Are you asserting that having flu shots was a waste of time?

Some would; not all would. Rabbits reproduce pretty fast. You can get a lot of generations in 50 years. Enough for an invading rabbit population to steal enough food from some other small mammal population to – at least in principle – make a visible difference in populations to forest rangers, government ecologists, etc. who keep track of such things. So a prediction might be possible. Sure, the 30-year-old evolutionary theorist might not see the results until he was 80, but science is supposed to be an activity of the race, that transcends generations. I’m not saying all predictions could be tested in our lifetimes. But they could be tested over longer periods, if biological records are kept.

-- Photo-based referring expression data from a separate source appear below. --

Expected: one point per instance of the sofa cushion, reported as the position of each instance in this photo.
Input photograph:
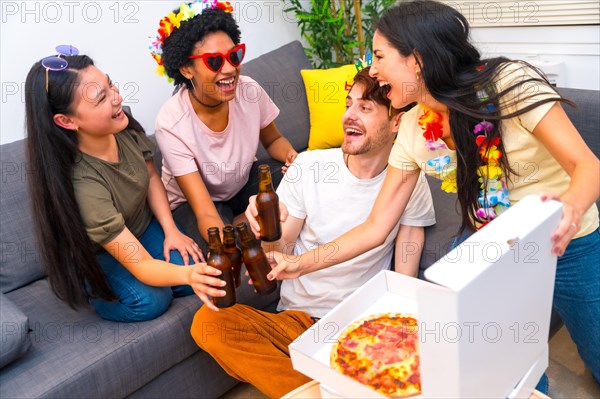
(326, 94)
(75, 354)
(14, 331)
(20, 261)
(278, 72)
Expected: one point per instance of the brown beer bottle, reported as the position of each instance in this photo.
(233, 253)
(267, 204)
(256, 261)
(219, 260)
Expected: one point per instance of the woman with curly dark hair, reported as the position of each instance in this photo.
(210, 129)
(106, 233)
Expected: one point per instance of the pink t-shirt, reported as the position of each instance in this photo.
(223, 158)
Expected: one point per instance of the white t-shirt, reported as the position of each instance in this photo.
(224, 159)
(320, 189)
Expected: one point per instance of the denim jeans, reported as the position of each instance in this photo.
(577, 298)
(138, 301)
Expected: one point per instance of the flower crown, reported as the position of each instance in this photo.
(173, 20)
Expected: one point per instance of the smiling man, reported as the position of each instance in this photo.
(326, 193)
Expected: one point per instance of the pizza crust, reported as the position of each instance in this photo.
(381, 351)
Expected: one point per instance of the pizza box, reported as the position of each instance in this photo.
(484, 314)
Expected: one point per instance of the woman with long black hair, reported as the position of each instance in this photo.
(102, 217)
(492, 130)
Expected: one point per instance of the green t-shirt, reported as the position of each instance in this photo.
(112, 196)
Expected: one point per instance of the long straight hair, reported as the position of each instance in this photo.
(73, 272)
(438, 37)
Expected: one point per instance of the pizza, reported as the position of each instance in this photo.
(381, 351)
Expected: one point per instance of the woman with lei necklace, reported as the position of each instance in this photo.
(478, 123)
(209, 131)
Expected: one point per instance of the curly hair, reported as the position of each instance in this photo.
(374, 92)
(180, 44)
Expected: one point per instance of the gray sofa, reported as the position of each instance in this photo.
(50, 350)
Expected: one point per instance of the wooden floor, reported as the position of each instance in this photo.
(569, 379)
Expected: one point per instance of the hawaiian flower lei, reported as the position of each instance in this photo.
(431, 123)
(493, 195)
(170, 22)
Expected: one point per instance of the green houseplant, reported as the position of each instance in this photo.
(337, 32)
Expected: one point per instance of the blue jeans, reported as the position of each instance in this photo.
(138, 301)
(577, 298)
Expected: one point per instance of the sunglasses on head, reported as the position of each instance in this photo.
(55, 63)
(215, 61)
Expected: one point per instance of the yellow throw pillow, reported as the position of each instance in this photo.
(326, 93)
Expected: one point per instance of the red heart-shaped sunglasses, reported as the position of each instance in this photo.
(215, 61)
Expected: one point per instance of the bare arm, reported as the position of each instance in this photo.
(391, 201)
(159, 204)
(197, 195)
(409, 246)
(277, 146)
(563, 141)
(133, 256)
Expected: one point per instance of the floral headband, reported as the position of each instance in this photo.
(173, 20)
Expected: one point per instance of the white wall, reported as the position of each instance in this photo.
(576, 49)
(115, 34)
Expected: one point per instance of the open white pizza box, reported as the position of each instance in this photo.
(483, 319)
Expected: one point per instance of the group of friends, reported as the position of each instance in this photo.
(118, 236)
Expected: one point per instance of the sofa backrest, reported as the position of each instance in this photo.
(20, 262)
(278, 72)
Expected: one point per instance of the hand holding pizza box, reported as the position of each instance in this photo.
(483, 327)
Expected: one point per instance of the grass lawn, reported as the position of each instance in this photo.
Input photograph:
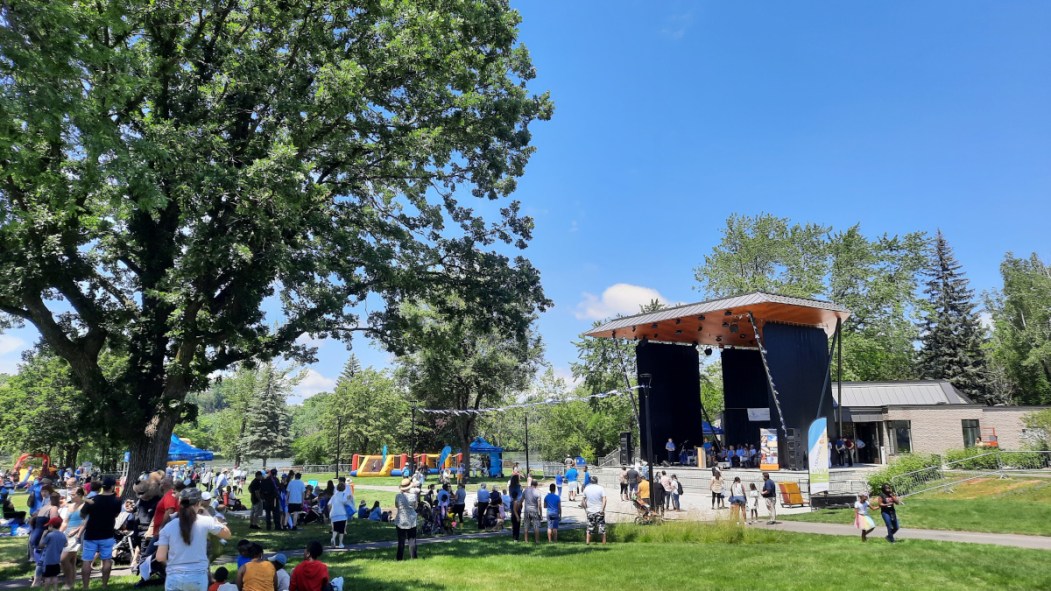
(695, 556)
(989, 505)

I’m waiting for an example of a future evolutionary outcome predicted by an evolutionary theorist.

It predicts that usually divergence is the product of divergence time and mutation rate.

T = M R

From that, we predicted the rate of mutation in humans, by looking at the amount of differences between humans and chimps, before we could even measure it. That fundamental formula ends up predicting just an immense amount of biology.

That is just one example. Let’s start there to make sure we are on the same page.